Dicks: The Musical – Embracing the Madness

You will know by the film’s title whether or not you will be interested in Dicks: The Musical.

Written by Josh Sharp and Aaron Jackson, Dicks is an outlandish and insane journey into R-rated comedy. Based on their own play, one can tell that this film is their labour of love, born from their own unique senses of humour. As a result, onscreen, the duo is firing on all cylinders in their desire to shock and mock with silliness and gross out humor.

Dicks: the Musical tells the story of Craig and Trevor (Sharp and Jackson), two competing businessmen who are determined to climb over one another on the corporate ladder. But, when they discover that they’re long-lost identical twins, the two decide to join forces in an attempt to reunite their divorced parents and attempt to rebuild their family.

Directed by veteran Larry Charles, the film may be a celebration of the insane yet the Seinfeld and Boratveteran manages to bring it to life. In Dicks, Charles unleashes his innermost impulses upon the screen with freewheeling glee. This is a film which features brash conversations about sexuality, wild musical numbers, flying genitalia monsters and, of course, Sewer Boys. 

Simply put, Dicks is bonkers in every sense of the word.

However, the film also carries itself with such confidence and enthusiasm that, in the wildest of ways, one can’t help but admire it. At no point in the film do the filmmakers ever second-guess themselves. Dicks is off-the-scale strange and raunchy but also remains completely unapologetic for it. Featuring a solid cast of veterans and stars that includes Megan Mullally, Nathan Lane and Megan Thee Stallion, everyone in this film fully commits to their musical antics, regardless of how eccentric. (Just wait until the scene where Lane feeds his Sewer Boys to understand the kind of commitment that I’m talking about.)

Everyone in this film understands the assignment. And they dive in with enthusiasm.

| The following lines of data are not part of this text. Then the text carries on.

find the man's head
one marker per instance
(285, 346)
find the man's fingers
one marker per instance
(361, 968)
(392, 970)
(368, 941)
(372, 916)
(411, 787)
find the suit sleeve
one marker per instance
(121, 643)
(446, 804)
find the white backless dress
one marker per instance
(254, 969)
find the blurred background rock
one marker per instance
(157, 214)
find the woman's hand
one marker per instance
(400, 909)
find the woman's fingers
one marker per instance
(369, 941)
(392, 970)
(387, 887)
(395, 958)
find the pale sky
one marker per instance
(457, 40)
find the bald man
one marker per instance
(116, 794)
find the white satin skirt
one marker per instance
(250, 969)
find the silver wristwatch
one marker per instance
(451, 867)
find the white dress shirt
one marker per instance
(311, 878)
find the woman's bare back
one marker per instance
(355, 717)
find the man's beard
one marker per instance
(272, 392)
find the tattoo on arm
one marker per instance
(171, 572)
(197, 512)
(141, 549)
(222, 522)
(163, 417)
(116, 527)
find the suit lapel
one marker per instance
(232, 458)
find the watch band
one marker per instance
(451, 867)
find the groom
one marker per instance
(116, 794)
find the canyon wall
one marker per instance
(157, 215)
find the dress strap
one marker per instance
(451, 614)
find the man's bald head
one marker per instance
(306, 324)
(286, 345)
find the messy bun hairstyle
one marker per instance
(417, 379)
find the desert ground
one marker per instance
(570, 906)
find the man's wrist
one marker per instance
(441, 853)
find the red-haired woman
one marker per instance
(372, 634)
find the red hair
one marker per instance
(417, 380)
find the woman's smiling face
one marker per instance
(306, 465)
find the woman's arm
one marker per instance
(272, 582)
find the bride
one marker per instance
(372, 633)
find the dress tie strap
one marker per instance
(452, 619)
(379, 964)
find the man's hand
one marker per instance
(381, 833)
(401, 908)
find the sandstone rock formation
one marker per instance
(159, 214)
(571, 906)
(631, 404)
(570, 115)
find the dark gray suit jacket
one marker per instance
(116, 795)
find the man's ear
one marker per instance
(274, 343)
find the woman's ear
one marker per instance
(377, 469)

What’s more, the music actually really pops. Almost every number features memorable hooks as they embrace their inner Freudian ID. Written by Sharp, Jackson and Karl Saint Lucy, each number bounds along onscreen with energetic anarchy. As stage veterans themselves, Mullally and Lane bring presence and experience to their performances while Stallion absolutely slays what may be the film’s best number. (Though, you may not want to sing “Out Alpha the Alpha” or “Always Be On Top” out loud while you’re walking down a busy street.) Even the set design elicits images of Broadway through its intentional use of simple externals and solid colours

In all honesty, this is the sort of film that makes one wonder about the boundaries of comedy. Are there any topics that are off-limits? Sexual fluidity, the toxicity of religion and even incest are thrown at the audience with little concern about whether or not they’re forbidden. Even so, Dicks does seem to have its limits. For example, for a film with such a phallic title, one might expect graphic sexuality yet the film contains nothing exploitative, such as nudity or violence. Instead, the film’s wild nature seems intent on kicking down the doors of taboo simply to get people talking.

As a film critic, this is usually the moment where I would try to tap into a deeper meaning behind the film. But, in this case, it would likely be disingenuine. Certainly, Dicks manages to satirize such issues as toxic white masculinity, religious oppression and gender politics. However, by the film’s end, one can’t help but believe that Sharp and Jackson have few designs at any particular agenda. Instead, this is a film that is gives these two young men the opportunity to play in their sandbox with aggressive goofiness and little disregard for cultural ‘rules’. With an eye on musical stereotypes, Dicks attempts to blow them up with the cartoon madness. 

But, in the strangest of ways, one has to sort of admire them for that. 

Dicks: The Musical knows that it’s insane, commits to the madness and cares a little for your approval. While this will not to the taste for many, one can’t deny that it is a sight to see. For every moment that disturbs, there are many others that are very funny. (Frankly, some of the most ridiculous banter within the film is top-notch writing.) But make no mistake: Be sure that you know what you’re in for before you jump into the sewers with these boys.

Dicks: The Musical is available in theatres on Friday, October 20th, 2023.